大田市が、市役所庁舎を建て替える財源確保のために打ち出した職員の給与カットについて、3月18日の市議会で給与削減に関する条例案の採決が行われ、賛成多数で可決しました。
反対の立場の議員:
給与カットという最後の手段は、今まさに世の中が賃上げの真っ只中にあるこの時ではないでしょうと、確信を持って言える。
賛成の立場の議員:
市役所労働組合は、賃金カットを受け入れる苦渋の決断に至ったのです。それを、我々議員が否決することがあってはならない。
18日の大田市議会では、採決を前に賛成派と反対派、それぞれの立場の議員が主張を述べました。
大田市役所の現庁舎は、建設から40年以上が経って老朽化したため大田市駅前に建て替える計画が進められていますが、建設費が当初見込みの30億円ほどから建築資材の高騰などにより、倍となる80億円以上に膨れ上がっています。
市は、財源確保の手段として市職員の給与カットを打ち出し、3月定例市議会に2025年度からの5年間で市長の20%を最大に、役職に応じて2%から15%減額する条例案を提出していました。
採決前の討論で、反対派の議員は、給与カットで賄えるのは5年間で2億7500万円で、これは建設事業費の数%にしかあたらず、「焼け石に水」と主張。
一方、賛成派の議員は、市職員の労働組合が削減に合意しているとして問題はないと述べました。

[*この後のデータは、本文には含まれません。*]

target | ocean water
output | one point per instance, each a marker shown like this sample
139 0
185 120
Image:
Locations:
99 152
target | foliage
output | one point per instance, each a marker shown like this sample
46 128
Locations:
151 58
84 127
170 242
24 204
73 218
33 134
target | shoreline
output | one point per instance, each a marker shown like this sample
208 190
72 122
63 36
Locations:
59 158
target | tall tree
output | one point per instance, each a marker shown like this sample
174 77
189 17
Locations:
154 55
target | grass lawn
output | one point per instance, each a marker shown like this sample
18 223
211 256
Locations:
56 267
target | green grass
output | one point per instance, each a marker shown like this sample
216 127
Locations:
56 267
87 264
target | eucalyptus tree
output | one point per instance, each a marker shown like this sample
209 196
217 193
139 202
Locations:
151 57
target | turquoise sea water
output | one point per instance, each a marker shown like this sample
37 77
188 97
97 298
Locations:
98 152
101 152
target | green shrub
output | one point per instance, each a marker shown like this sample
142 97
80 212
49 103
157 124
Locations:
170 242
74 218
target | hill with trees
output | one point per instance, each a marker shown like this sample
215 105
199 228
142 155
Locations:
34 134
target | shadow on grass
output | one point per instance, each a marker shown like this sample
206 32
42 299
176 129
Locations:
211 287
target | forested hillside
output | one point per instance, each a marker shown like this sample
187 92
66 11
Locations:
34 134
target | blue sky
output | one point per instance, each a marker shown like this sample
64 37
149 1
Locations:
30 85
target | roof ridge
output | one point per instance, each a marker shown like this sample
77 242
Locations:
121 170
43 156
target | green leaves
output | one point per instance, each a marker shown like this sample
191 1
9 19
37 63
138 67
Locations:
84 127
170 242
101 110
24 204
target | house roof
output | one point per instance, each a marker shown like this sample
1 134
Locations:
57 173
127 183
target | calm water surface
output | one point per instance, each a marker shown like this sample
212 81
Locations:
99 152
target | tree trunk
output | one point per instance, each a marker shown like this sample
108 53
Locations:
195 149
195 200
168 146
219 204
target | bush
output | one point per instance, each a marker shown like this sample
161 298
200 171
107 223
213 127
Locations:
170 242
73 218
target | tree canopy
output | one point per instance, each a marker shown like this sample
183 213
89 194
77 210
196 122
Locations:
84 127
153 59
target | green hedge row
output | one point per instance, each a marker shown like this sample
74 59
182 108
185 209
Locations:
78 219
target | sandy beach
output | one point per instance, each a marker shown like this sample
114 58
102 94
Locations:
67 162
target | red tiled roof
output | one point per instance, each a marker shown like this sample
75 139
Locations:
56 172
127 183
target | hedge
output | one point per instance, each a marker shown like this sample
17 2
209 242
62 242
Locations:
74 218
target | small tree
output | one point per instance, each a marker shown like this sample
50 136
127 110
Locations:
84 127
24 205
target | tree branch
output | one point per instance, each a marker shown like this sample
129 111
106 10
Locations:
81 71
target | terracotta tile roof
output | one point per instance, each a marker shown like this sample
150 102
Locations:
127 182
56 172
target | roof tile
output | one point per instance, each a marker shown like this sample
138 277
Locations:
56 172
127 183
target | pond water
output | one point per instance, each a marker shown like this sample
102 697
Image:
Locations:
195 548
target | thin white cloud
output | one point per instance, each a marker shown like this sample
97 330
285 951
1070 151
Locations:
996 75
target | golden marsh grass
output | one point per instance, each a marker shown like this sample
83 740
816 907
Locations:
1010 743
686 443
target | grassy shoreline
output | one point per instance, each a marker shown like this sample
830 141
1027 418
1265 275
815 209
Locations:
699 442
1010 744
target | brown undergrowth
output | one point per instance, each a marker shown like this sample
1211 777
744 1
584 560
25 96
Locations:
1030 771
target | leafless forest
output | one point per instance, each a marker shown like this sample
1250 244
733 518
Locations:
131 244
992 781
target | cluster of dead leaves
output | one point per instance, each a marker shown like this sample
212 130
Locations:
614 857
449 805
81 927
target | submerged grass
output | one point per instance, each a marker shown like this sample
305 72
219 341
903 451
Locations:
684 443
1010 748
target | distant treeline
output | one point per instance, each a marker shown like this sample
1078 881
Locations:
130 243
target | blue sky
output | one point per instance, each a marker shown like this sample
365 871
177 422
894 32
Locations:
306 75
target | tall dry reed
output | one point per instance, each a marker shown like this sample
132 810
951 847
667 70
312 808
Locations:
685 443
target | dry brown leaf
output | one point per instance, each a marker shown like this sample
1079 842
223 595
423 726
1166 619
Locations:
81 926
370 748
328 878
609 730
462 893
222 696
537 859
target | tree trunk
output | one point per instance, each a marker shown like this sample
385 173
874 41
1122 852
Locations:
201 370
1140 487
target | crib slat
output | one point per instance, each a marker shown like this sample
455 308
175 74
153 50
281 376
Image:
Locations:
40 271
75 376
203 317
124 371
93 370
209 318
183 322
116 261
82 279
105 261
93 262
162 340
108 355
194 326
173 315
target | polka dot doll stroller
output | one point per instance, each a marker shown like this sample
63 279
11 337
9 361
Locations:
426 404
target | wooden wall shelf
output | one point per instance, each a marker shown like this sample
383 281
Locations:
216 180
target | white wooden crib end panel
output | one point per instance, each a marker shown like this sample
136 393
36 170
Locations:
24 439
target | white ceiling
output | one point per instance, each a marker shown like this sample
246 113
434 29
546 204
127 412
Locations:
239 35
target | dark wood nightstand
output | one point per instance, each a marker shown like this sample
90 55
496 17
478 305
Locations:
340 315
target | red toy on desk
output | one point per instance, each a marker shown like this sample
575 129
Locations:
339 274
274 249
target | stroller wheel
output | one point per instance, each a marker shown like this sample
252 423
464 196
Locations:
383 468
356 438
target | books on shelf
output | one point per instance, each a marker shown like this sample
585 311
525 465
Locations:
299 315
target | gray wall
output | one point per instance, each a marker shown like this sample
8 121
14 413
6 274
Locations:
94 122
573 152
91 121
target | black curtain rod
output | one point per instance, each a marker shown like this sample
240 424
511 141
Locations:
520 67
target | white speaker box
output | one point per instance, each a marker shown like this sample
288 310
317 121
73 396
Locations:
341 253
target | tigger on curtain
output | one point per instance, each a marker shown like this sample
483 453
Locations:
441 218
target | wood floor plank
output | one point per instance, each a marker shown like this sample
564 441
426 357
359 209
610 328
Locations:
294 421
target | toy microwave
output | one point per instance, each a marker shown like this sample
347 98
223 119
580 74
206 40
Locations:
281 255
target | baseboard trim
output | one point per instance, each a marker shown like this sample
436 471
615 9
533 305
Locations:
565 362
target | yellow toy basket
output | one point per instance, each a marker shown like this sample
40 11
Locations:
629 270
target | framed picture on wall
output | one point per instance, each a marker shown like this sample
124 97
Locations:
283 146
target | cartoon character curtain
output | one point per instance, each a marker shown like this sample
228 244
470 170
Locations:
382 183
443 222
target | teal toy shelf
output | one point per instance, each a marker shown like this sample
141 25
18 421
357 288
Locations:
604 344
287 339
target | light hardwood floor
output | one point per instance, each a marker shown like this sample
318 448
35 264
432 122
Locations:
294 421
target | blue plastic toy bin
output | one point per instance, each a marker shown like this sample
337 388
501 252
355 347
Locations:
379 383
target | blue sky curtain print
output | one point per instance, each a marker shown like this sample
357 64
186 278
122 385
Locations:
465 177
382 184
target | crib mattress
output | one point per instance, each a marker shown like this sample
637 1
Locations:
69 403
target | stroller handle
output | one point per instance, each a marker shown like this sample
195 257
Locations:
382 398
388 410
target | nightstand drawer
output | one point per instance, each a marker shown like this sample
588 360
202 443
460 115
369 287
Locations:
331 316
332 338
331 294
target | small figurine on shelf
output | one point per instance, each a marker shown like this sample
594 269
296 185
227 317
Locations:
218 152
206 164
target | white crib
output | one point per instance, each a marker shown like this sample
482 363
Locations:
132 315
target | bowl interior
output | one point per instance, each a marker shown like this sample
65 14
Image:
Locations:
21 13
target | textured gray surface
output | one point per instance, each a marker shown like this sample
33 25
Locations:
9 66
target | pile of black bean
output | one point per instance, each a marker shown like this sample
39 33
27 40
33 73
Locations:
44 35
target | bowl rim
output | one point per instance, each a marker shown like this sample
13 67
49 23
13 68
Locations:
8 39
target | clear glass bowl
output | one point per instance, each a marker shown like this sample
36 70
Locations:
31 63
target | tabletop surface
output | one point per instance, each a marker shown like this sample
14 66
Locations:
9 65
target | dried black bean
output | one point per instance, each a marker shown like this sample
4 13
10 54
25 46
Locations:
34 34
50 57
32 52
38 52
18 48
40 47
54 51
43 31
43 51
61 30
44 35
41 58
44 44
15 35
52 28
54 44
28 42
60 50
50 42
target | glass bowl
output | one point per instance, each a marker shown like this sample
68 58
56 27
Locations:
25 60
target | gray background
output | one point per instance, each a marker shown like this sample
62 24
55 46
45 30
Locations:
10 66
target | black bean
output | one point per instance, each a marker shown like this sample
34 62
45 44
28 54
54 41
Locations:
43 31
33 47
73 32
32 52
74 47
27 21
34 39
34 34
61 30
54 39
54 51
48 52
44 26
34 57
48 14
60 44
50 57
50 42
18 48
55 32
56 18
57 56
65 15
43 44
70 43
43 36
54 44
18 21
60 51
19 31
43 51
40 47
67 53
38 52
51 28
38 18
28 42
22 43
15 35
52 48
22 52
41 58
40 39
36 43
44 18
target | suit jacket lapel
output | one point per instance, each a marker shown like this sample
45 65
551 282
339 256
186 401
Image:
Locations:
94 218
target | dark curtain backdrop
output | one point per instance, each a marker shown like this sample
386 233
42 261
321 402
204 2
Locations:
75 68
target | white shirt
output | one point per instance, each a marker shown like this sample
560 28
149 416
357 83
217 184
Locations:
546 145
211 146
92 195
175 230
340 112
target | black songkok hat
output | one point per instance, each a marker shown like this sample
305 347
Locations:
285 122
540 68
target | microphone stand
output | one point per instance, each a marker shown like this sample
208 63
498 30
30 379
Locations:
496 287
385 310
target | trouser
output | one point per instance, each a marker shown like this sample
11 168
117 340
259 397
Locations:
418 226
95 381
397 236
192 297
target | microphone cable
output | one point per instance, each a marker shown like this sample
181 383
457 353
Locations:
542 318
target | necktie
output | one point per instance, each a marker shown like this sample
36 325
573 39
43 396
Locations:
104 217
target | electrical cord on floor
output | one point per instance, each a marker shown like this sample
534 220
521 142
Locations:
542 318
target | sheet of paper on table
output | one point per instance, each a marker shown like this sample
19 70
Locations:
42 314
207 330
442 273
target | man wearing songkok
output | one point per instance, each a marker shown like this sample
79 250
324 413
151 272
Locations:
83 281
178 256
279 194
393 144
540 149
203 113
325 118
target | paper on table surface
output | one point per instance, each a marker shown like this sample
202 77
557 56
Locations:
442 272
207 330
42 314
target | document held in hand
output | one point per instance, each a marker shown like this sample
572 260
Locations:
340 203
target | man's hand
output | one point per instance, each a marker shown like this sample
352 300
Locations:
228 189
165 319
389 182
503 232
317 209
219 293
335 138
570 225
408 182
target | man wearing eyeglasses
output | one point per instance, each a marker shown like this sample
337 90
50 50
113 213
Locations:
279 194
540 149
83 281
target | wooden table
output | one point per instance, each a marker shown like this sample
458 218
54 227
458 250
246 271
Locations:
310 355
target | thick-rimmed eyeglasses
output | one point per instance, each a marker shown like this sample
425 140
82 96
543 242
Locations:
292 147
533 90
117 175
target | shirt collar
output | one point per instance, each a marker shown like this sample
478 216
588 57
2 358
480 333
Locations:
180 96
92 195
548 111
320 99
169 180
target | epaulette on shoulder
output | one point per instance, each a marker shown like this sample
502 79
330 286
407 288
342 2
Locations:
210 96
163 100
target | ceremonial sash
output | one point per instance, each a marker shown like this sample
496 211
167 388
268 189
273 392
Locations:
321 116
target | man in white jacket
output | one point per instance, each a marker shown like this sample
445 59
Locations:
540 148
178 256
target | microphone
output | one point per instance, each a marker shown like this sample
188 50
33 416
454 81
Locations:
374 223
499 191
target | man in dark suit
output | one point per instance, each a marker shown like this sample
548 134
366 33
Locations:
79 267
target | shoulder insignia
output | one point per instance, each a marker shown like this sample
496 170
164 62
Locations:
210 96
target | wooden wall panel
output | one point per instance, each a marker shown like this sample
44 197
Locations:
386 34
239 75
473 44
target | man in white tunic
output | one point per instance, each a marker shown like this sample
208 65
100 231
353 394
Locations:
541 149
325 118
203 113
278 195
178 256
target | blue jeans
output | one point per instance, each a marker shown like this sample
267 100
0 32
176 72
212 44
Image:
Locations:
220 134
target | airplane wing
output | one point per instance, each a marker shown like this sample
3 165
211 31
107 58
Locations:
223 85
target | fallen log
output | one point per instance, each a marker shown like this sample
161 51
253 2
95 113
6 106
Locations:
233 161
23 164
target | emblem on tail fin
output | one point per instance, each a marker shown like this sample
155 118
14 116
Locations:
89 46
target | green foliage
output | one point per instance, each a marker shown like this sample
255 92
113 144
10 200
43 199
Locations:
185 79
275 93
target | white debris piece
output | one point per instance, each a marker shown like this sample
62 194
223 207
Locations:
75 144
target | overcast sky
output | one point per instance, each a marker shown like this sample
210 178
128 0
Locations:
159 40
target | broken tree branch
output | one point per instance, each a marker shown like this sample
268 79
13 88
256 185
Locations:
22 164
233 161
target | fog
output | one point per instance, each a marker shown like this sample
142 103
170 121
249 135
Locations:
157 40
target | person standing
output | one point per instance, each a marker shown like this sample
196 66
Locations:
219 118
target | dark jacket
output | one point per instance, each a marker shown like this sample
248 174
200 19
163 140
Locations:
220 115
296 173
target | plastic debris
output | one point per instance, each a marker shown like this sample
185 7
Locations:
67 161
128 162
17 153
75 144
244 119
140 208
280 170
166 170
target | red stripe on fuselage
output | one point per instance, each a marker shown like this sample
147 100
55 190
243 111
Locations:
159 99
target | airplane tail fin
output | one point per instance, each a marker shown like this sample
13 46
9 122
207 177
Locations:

そして採決の結果、賛成多数で条例案は可決されました。議会後、取材に応じた楫野市長は次のように述べました。
大田市・楫野市長:
私どもとしては粛々とやるだけ。危険な建物でそのまま置いておくというのは責任逃れだと私は思っていますから、それに正面に向き合っているのは、今の大田市の行政です。それは私だけでなくて、職員みんながそう思ってそこに向かって努力している。そこだけは、ぜひともご理解賜りたい。
2031年度の新庁舎供用開始に向け、給与カット以外にも財政の健全化に取り組む考えを示しました。